Kokopelli Overload

Little black figures with antennae and a flute — hunched over. Tour the Southwest, and it’ll be hard to find a tourist trap that doesn’t sell a t-shirt like this. The figure is Kokopelli, indigenous god of fertility in the American Southwest: childbirth, bounteous harvests, plentiful wild game. You know the drill.

Okay, the Kokopelli on this t-shirt are multi-colored. The artist probably couldn’t bear one more black Kokopelli. But you can see at right the “modern Kokopelli” of consumer goods.

Kokopelli’s also the spirit of music, and especially a trickster god. Any god in charge of pregnancy was going to be, right?
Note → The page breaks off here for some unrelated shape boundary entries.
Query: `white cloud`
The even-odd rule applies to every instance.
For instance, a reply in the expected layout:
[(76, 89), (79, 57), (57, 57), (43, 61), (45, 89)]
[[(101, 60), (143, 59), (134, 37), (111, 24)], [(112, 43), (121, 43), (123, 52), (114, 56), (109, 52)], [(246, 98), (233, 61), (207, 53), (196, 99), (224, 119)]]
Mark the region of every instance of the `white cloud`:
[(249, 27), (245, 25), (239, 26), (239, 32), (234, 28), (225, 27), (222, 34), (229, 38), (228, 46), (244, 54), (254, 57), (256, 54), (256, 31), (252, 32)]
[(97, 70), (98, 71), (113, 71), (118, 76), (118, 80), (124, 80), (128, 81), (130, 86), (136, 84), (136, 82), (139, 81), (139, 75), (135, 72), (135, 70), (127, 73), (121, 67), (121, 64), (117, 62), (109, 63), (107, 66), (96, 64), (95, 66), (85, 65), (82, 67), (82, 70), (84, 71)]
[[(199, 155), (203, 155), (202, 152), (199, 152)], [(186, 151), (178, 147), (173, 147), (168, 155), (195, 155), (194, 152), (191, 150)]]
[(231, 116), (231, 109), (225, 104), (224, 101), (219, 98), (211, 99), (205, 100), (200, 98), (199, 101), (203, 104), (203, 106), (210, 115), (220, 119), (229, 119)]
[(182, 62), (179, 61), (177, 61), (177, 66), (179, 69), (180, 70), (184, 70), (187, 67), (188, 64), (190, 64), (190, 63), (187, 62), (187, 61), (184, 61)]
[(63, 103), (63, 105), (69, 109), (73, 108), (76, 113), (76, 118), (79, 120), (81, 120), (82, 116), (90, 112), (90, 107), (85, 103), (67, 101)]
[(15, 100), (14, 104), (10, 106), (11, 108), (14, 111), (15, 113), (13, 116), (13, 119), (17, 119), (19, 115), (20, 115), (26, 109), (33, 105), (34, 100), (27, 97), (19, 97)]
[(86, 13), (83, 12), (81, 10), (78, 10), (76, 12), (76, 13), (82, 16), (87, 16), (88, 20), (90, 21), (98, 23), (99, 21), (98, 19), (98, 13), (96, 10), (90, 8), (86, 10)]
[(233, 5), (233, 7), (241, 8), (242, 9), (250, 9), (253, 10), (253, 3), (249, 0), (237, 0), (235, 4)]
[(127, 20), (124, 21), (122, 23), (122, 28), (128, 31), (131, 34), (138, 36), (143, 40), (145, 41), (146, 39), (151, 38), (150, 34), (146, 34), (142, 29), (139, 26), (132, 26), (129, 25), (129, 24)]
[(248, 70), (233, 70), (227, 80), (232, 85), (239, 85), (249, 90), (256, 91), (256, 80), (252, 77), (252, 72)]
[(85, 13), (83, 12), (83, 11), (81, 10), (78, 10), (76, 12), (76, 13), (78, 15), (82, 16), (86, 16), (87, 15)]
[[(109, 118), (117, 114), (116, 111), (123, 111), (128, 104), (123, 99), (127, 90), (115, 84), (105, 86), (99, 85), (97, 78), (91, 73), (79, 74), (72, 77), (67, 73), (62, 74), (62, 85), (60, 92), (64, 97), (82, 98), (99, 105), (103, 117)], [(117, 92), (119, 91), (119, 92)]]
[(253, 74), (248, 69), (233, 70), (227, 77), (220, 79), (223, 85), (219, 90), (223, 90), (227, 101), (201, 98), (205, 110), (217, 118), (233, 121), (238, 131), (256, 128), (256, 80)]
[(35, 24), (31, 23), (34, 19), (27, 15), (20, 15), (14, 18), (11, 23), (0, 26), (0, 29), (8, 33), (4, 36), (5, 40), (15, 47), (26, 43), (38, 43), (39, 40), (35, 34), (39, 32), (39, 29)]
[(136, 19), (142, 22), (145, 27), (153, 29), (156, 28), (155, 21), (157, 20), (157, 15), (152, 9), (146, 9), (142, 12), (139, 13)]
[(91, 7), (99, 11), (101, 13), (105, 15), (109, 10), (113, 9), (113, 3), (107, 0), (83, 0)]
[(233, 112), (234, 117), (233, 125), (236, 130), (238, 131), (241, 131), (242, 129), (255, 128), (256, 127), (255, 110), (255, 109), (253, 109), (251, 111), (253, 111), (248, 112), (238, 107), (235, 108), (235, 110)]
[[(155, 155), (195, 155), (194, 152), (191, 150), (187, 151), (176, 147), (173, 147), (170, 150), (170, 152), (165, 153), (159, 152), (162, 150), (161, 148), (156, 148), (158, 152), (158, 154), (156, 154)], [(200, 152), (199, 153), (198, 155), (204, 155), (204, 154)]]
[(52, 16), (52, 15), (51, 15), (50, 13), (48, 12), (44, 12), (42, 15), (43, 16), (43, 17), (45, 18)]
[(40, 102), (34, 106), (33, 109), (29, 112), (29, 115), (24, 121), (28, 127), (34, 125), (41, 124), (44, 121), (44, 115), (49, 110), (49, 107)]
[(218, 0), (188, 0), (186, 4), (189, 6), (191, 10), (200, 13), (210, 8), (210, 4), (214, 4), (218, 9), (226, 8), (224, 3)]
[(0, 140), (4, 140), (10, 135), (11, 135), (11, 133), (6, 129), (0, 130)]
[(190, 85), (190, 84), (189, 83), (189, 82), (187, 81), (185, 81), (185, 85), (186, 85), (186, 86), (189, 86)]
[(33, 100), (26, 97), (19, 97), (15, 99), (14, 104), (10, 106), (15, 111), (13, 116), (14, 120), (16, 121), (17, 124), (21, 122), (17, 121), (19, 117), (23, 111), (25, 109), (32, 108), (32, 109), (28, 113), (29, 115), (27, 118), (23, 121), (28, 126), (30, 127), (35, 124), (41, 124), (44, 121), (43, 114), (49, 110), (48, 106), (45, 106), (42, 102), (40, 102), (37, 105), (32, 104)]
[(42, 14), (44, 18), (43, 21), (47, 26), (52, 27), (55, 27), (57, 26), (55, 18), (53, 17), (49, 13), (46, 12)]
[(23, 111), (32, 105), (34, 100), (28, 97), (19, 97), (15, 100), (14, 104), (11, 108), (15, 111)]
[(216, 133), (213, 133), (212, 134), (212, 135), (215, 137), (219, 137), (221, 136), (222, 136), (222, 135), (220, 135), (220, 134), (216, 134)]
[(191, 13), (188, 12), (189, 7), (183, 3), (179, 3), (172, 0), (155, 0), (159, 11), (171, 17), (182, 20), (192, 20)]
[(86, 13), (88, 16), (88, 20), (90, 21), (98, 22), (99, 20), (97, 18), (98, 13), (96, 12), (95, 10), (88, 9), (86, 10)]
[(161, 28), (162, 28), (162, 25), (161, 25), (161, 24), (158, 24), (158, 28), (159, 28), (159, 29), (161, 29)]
Anyway, Kokopelli belongs to the Hopi, the Zuni, the Navaho, and other tribes stretching from Arizona east deep into the dry Southwest.

Kokopelli drawings found on ancient artifacts often sport a giant phallus. Standard equipment for a fertility god, sure, but perhaps not so welcome for a family friendly gift shop in Santa Fe. So modern Kokopelli is more or less an eunuch.

The Kokopelli hunchback is disputed; The Hopi believed that Kokopelli brought unborn children on his back to distribute to young Hopi women — who weren’t always crazy about the idea. Others say the humpback could was inspired by traders who carried goods on their back and played a flute to make their presence known. Other legends hold that the sack contained gifts, or songs. I doubt that there’s only one truth to be had here.

If you live in the Southwest, you’ve no doubt seen enough tourist Kokopelli to last you a lifetime. For you, there’s another t-shirt: from a Colorado company that at one time had a whole line of Kokopelli-in-the-modern-world t-shirts.

And no, that bar never existed. Trickster god, right?